Sleep is a vital part of being restorative and recharging for the body and is crucial for wellbeing. It is the greatest enhancer of physical and cognitive health and performance, and we need sleep to be productive, energetic and healthy when we are awake.
In these uncertain times many people are struggling with getting the recommended seven to nine hours each night. This then plays havoc with daily routines and our ability to tackle the day ahead. Not getting enough sleep also compromises our immune system, which we all need to be on top form right now.
There are many theories around the body’s circadian rhythm, and the different sleep modes including the differences around non-rapid eye movement (NREM) and rapid eye movement (REM). Sleep modes include drowsiness, light sleep, moderate to deep sleep, deepest sleep, and dreaming. All of these lead to having a self-help checklist of what to do if you find it difficult to get to sleep, or indeed to try to get back to sleep at that dreaded 3am wake up. These are some reminders we wanted to share:
As well as the obvious health benefits, as well as being a great stress reliever, exercise also plays a key role in how well we sleep. Exercise can help us fall asleep faster and improve sleep – half an hour of exercise each day really does help.
A Good Soak
We found that a warm bath, for as little as 10 minutes can significantly improve overall sleep efficiency. In other words, a warm bath led to more time spent in actual sleep rather than turning or tossing and trying to fall asleep, compared to usual sleep without taking bath. Adding Magnesium flakes or Epsom Salts to your bath will also really help relax you ahead of a good night’s sleep.
Read – but make sure it is an Actual Book
Swap the blue lights of IPads and phones and go tech and news free. Reading is a great way to prepare for sleep—as long as you aren’t diving into a gripping page-turner that's overly stimulating.
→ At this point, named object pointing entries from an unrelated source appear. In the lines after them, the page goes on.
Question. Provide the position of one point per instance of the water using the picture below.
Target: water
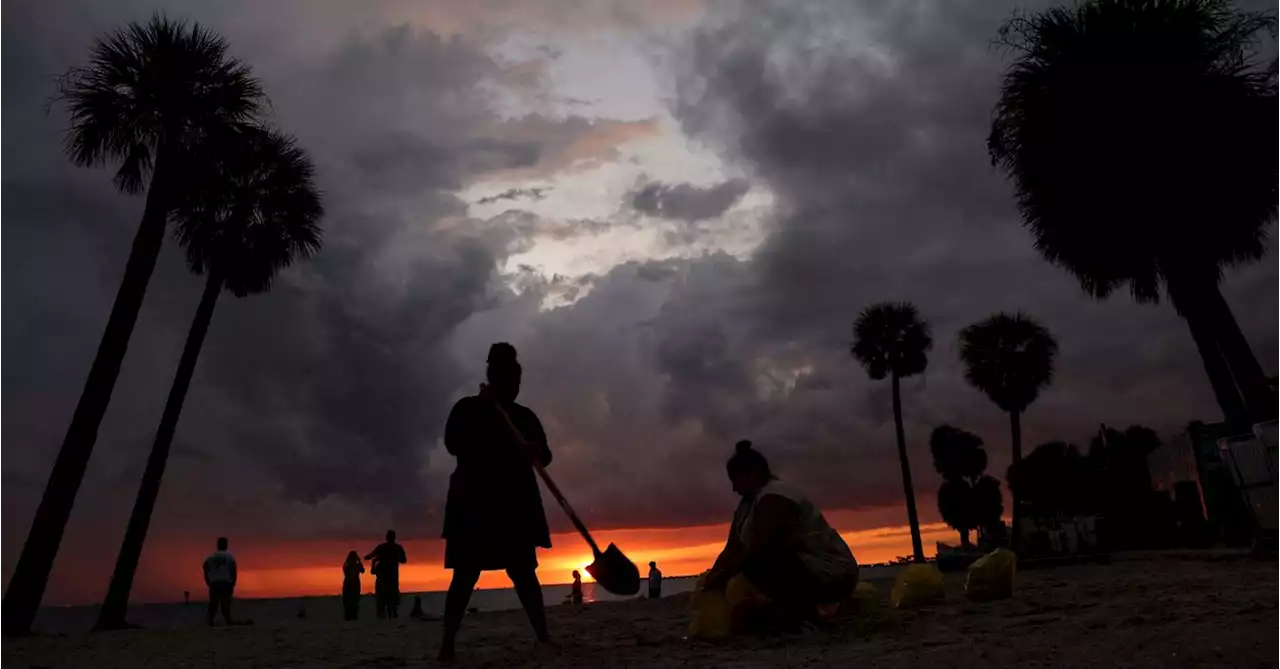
(282, 612)
(277, 612)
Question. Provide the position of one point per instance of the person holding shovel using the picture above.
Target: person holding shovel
(493, 514)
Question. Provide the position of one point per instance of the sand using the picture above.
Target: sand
(1166, 610)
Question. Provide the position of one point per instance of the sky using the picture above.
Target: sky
(673, 209)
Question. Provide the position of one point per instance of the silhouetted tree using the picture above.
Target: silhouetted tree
(150, 94)
(1123, 482)
(257, 211)
(1054, 480)
(965, 498)
(1143, 141)
(1010, 358)
(890, 339)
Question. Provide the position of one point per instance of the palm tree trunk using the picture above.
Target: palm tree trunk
(1193, 296)
(112, 615)
(917, 545)
(1229, 399)
(31, 576)
(1015, 426)
(1248, 374)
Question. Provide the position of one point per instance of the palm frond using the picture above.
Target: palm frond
(164, 82)
(1141, 134)
(1009, 357)
(890, 338)
(255, 212)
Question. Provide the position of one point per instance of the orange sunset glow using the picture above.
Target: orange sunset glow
(679, 551)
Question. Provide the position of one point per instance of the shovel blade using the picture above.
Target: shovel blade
(615, 572)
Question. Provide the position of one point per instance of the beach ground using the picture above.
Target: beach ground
(1166, 610)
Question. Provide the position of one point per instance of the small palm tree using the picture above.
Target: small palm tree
(890, 339)
(257, 214)
(149, 96)
(1010, 358)
(1143, 142)
(959, 457)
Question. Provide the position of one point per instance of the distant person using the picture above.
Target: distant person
(493, 517)
(387, 559)
(782, 544)
(351, 571)
(577, 587)
(654, 581)
(220, 577)
(417, 613)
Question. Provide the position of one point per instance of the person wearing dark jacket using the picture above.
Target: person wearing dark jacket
(493, 516)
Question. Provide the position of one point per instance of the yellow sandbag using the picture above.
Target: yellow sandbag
(865, 595)
(917, 585)
(713, 618)
(991, 577)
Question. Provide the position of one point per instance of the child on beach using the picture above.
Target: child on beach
(351, 571)
(577, 589)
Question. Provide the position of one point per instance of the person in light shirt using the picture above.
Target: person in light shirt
(220, 578)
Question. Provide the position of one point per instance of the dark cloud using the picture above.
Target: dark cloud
(316, 409)
(515, 193)
(686, 202)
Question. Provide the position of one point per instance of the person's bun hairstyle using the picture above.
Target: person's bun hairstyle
(746, 458)
(502, 353)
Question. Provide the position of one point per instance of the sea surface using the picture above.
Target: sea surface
(279, 612)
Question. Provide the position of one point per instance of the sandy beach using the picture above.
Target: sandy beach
(1173, 609)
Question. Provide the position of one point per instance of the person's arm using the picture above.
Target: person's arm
(727, 563)
(773, 522)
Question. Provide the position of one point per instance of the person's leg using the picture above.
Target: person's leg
(530, 594)
(456, 606)
(228, 592)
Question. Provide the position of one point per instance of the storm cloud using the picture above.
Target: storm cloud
(324, 401)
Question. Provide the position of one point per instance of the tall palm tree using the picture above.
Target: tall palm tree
(259, 212)
(1143, 142)
(1010, 358)
(890, 339)
(149, 94)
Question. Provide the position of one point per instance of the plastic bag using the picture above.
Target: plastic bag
(917, 585)
(713, 618)
(714, 613)
(991, 577)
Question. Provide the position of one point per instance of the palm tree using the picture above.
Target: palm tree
(959, 457)
(149, 95)
(260, 211)
(1143, 142)
(1010, 358)
(890, 339)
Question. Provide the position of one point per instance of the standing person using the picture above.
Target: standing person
(351, 571)
(493, 517)
(387, 559)
(654, 581)
(577, 589)
(220, 577)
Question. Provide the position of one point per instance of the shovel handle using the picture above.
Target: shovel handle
(551, 485)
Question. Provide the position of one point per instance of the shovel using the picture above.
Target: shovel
(611, 569)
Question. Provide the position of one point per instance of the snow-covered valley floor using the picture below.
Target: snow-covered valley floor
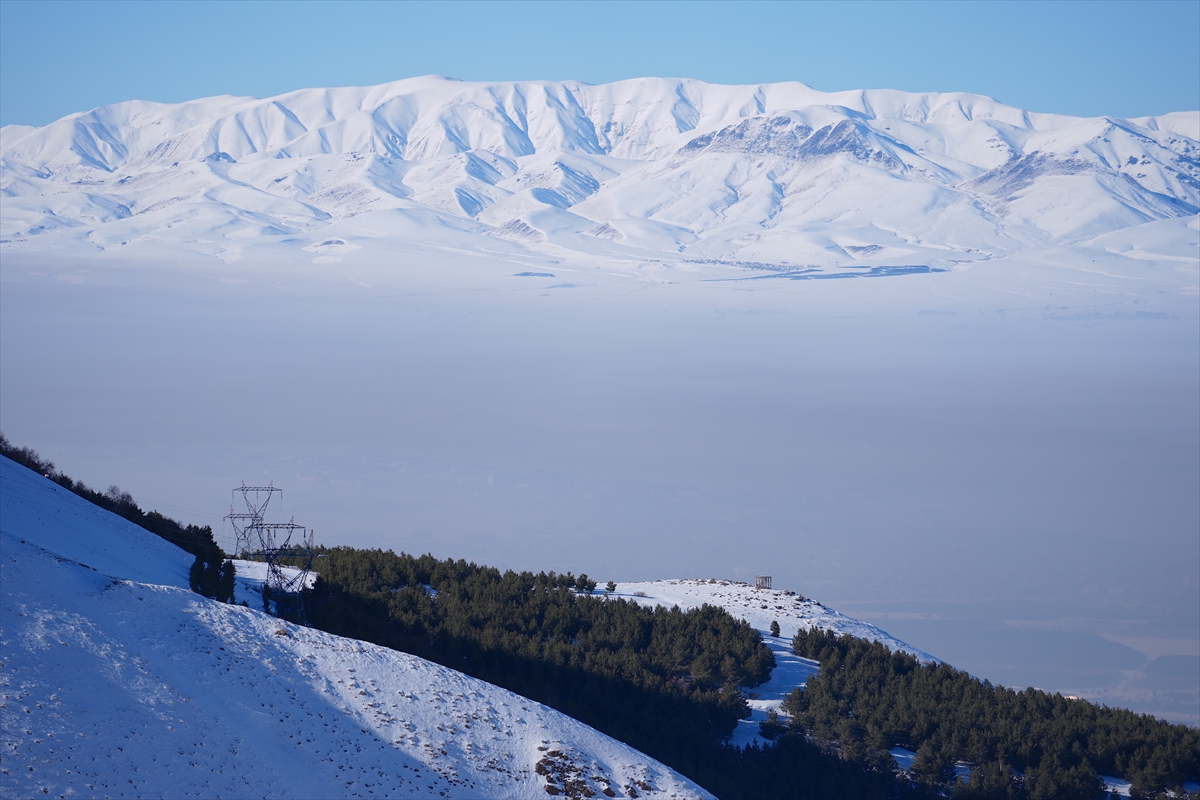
(117, 680)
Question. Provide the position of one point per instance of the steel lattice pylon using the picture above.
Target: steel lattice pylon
(271, 541)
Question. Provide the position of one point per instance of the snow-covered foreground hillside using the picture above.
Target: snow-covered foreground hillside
(119, 681)
(760, 608)
(775, 178)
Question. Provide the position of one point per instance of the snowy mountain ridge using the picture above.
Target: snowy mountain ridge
(117, 680)
(649, 168)
(760, 608)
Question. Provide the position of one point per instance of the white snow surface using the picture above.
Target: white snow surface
(119, 681)
(760, 608)
(751, 176)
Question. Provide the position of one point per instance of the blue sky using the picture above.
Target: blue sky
(1123, 59)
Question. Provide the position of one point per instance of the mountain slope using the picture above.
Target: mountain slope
(649, 168)
(761, 607)
(139, 687)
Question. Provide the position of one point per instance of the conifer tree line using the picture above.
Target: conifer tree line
(663, 680)
(669, 681)
(1021, 744)
(211, 573)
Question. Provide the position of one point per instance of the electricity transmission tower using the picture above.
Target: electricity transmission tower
(279, 543)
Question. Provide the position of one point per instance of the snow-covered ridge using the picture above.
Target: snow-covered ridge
(772, 174)
(139, 687)
(760, 608)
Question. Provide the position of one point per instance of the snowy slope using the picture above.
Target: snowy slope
(119, 681)
(760, 608)
(777, 174)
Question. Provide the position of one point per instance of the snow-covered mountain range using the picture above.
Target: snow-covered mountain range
(775, 175)
(117, 680)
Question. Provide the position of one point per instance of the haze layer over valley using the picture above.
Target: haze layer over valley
(551, 325)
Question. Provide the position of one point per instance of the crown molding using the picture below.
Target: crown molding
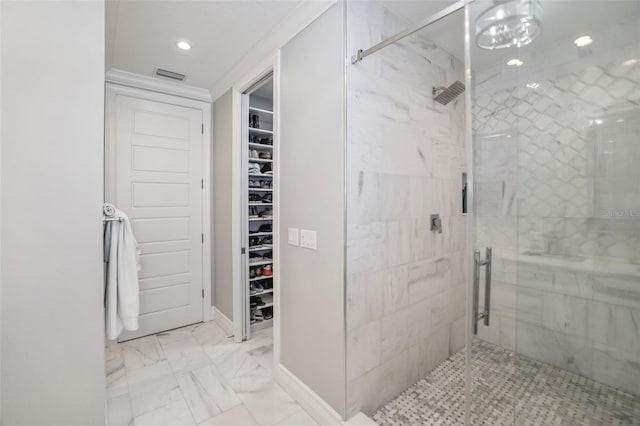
(130, 79)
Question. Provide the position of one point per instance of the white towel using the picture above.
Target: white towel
(122, 257)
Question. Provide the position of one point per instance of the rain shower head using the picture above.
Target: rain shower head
(444, 95)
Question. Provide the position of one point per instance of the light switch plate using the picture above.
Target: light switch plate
(308, 239)
(293, 236)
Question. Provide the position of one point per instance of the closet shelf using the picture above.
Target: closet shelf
(267, 291)
(260, 131)
(260, 278)
(261, 263)
(260, 146)
(261, 248)
(264, 111)
(261, 325)
(260, 234)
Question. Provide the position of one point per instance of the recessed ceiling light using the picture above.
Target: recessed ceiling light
(583, 41)
(183, 45)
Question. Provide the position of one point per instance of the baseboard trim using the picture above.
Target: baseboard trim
(222, 320)
(317, 408)
(360, 419)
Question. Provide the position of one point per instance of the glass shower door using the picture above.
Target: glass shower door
(554, 123)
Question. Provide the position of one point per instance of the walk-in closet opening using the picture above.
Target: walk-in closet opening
(258, 137)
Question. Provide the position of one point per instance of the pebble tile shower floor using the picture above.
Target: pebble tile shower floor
(507, 387)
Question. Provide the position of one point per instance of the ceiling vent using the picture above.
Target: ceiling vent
(170, 74)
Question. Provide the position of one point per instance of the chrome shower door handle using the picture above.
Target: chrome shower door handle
(477, 263)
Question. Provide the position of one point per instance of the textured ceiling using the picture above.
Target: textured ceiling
(142, 35)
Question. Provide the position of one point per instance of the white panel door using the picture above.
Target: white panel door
(158, 172)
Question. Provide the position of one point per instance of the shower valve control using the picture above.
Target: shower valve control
(436, 223)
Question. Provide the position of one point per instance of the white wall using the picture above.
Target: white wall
(312, 197)
(406, 289)
(222, 206)
(52, 74)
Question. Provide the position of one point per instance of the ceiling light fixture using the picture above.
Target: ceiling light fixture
(507, 24)
(184, 45)
(583, 41)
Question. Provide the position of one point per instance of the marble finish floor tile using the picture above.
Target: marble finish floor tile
(207, 392)
(270, 404)
(237, 416)
(176, 413)
(197, 375)
(509, 389)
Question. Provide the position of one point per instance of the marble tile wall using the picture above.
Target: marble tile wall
(405, 157)
(554, 166)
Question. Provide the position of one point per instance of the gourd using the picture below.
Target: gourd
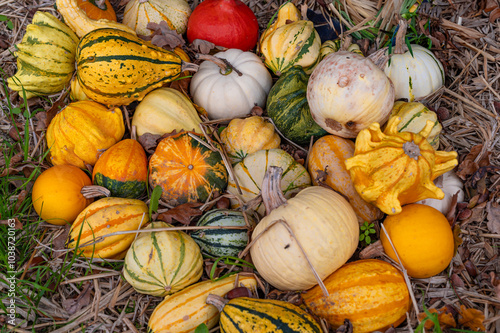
(422, 238)
(245, 314)
(231, 91)
(45, 57)
(450, 184)
(79, 132)
(414, 117)
(347, 92)
(103, 217)
(138, 13)
(187, 309)
(227, 23)
(123, 169)
(161, 263)
(137, 66)
(250, 174)
(371, 293)
(245, 136)
(56, 194)
(222, 242)
(329, 154)
(165, 110)
(186, 170)
(77, 19)
(97, 9)
(322, 221)
(394, 168)
(288, 108)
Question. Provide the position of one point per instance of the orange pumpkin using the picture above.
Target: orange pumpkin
(97, 9)
(371, 293)
(56, 194)
(186, 170)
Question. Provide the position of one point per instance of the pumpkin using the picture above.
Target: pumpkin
(250, 174)
(322, 221)
(187, 309)
(97, 9)
(45, 57)
(138, 13)
(161, 263)
(423, 239)
(245, 314)
(165, 110)
(288, 108)
(223, 92)
(414, 117)
(137, 66)
(245, 136)
(347, 92)
(293, 44)
(103, 217)
(80, 131)
(186, 170)
(450, 184)
(328, 154)
(394, 168)
(76, 18)
(222, 242)
(371, 293)
(123, 169)
(56, 194)
(227, 23)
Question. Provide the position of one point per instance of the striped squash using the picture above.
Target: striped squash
(245, 314)
(186, 170)
(250, 174)
(137, 66)
(371, 293)
(288, 108)
(45, 57)
(185, 310)
(163, 262)
(103, 217)
(222, 242)
(123, 169)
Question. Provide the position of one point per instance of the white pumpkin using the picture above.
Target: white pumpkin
(138, 13)
(230, 95)
(347, 92)
(450, 184)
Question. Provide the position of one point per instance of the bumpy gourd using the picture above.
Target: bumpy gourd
(45, 57)
(394, 168)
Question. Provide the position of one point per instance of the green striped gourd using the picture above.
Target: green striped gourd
(160, 263)
(222, 242)
(288, 108)
(45, 57)
(137, 66)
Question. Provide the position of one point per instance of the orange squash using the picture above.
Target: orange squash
(186, 170)
(329, 153)
(371, 293)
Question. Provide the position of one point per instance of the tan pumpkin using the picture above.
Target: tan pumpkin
(328, 154)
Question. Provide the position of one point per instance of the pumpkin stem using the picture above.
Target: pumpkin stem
(272, 196)
(92, 191)
(216, 301)
(225, 66)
Drink More Water and No Caffeine after 2pm
Going to bed even mildly dehydrated can disrupt your sleep. Dehydration causes your mouth and nasal passages to become dry, setting you up for sleep-disruptive snoring and a parched throat and hoarseness in the morning.
Best to avoid any caffeine after 2pm if you want to sleep through – a herbal tea before bed can really help as a soothing night time ritual.
For your best night's sleep, strive to eat a balanced diet that emphasizes fresh fruits, vegetables, whole grains, and low-fat proteins that are rich in B vitamins, like fish, poultry, eggs, and dairy. B vitamins may help to regulate melatonin, a hormone that regulates your sleep cycles.
And Breathe ……
Yoga devotees swear by the power of breath for its ability to calm the mind and body. You can make it as simple as slowing your breath, inhaling deeply through your nose and exhaling completely through your mouth. Consciously relax your facial muscles, let them drop and focus on nothing for ten seconds…
We hope one of these tips might help you to have a better night’s sleep if you are struggling.